Guide to Judiciary Policies and Procedures, Volume II, Chapter III, p. III-1.

If the spousal relationship is analogous to the partner judge relationship, then a part-time magistrate judge would have difficulty presiding in a district where the spouse was an assistant United States attorney except where the prosecutor appeared only in civil cases. But we do not find that the relationship of spouses and current law partners is analogous. The sharing of income among spouses on annual fixed salaries is very different from the sharing of a law firm's income among partners whose draw depends on the firm's income. The income varies from year to year and so may the partners' percentages. Moreover, reputation and standing are more important to the annual economic success of a law firm than they are to a married couple each holding a government job. While, under other circumstances, the analogy between partner and spouse may be close enough to require application to spouses of the law partner conflict rules, the situation of spouses both employed in government service does not.
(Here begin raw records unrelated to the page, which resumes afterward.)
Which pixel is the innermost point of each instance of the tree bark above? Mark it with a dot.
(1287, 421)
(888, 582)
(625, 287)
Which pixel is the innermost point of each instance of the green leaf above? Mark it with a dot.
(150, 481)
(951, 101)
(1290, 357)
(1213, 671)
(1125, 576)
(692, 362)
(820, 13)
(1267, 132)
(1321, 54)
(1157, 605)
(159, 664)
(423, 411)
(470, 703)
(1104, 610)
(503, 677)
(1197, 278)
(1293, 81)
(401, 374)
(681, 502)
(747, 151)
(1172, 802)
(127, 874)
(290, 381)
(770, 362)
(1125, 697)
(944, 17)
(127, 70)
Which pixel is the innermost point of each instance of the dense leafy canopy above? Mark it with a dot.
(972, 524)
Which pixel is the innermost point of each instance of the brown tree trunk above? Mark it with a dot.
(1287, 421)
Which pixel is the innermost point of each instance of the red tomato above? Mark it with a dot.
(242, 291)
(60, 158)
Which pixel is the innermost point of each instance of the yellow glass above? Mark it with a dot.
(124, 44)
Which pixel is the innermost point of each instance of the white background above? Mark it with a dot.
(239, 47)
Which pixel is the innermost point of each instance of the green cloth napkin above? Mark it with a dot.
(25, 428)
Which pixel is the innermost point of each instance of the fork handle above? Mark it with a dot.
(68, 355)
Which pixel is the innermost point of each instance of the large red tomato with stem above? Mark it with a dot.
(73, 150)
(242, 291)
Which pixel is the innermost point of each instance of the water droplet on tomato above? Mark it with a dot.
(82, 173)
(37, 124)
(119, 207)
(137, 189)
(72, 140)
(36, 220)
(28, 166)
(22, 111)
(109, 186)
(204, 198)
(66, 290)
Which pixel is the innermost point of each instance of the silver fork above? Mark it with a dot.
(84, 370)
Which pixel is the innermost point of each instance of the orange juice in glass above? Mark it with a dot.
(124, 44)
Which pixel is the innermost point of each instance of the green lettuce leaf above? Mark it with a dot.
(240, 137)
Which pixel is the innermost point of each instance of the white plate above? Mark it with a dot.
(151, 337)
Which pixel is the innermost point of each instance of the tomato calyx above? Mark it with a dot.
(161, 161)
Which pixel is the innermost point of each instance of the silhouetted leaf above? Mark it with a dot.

For the foregoing reasons, the Committee has determined to rescind its earlier advice on this issue and to render this opinion advising that there is no impropriety in the appointment of a magistrate judge whose spouse is employed by the United States attorney's office in a division of the district different from the magistrate judge. We believe this is a reliable procedure to insure that neither the spouse nor anyone supervised by the spouse would be assigned to or have any involvement with the cases before the magistrate judge.

April 16, 1979
Revised May 27, 1994
Reviewed January 16, 1998

1. 1 We express no opinion on the propriety of simultaneous service of one spouse as judge and another as prosecutor in a very small district where such service would cause significant distortion in the allocation of caseloads.